PRE-CHORUS: In some songs there’s a short section between the verse and chorus which creates anticipation building up to the chorus. You’re most likely to hear this section in today’s Pop and Country hits, especially hits with big, catchy choruses.
HOOK: The “hook” is the most memorable line in the song. It’s in the chorus and it’s often the line with the title in it – the first and/or last line of the chorus.
Putting the sections together
It’s a good idea to use a proven song structure like this one.
VERSE / CHORUS
VERSE / CHORUS
BRIDGE / CHORUS
You don’t have to, but listeners have expressed a strong preference for songs in this form. A song structure like this provides enough variation and new information to keep listeners interested, and enough repetition to make them feel anchored in the song.

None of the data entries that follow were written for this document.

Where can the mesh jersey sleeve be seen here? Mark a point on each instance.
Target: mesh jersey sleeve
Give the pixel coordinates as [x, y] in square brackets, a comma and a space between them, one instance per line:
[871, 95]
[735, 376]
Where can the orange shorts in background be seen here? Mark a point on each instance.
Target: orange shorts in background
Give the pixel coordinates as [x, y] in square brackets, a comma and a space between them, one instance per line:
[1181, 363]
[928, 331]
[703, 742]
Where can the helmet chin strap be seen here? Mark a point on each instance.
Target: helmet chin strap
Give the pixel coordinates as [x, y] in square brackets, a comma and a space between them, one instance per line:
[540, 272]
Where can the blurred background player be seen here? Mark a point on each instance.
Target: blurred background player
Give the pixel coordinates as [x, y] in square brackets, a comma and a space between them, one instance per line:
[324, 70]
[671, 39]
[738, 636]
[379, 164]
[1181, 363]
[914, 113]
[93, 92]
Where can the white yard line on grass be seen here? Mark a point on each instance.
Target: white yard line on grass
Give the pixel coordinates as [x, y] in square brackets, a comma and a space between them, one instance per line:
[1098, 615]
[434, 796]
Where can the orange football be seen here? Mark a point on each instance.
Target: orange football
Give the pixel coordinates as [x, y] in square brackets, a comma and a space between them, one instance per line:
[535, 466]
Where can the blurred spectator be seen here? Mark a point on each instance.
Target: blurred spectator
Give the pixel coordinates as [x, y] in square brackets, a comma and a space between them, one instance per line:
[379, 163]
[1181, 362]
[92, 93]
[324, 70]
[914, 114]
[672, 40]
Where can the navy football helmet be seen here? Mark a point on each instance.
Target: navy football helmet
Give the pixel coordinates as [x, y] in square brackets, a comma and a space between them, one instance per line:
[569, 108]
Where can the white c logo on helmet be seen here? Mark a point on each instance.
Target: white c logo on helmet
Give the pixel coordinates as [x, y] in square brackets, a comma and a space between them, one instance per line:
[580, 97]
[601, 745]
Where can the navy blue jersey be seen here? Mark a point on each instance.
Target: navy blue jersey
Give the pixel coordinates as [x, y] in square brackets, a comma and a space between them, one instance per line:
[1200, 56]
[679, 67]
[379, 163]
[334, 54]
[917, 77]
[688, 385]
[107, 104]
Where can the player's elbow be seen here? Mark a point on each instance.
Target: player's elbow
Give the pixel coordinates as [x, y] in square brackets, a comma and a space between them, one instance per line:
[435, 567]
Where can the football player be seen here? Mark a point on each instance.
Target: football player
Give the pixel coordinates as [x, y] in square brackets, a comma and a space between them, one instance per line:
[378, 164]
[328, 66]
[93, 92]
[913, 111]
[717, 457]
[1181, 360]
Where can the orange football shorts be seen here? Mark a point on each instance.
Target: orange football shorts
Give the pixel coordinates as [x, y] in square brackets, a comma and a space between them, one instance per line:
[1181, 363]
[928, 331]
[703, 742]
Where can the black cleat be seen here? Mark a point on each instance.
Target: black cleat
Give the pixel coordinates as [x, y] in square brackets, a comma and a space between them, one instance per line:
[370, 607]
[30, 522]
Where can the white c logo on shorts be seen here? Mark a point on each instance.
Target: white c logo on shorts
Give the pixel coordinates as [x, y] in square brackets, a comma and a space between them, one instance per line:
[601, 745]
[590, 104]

We rely primarily on melody to let listeners know whether they’re listening to a verse, chorus, or bridge. Often, we move the chorus to a higher note range than the verse or change the pace of the notes/words or change the melodic rhythm patterns. This not only lets listener know which section they’re in, it also catches their attention when sections change, keeping them interested in your song.
Try it now
Listen to songs you like and see if you can identify the chorus and verse, then notice how they’re put together to form a structure. Notice how the chorus sums up the emotional message, the heart of the song, while the verses give information and explanations. Then look at how the melody defines each section so you know where you are. Try writing a song that uses a similar structure. It’s one of the best songwriting exercises you’ll ever do!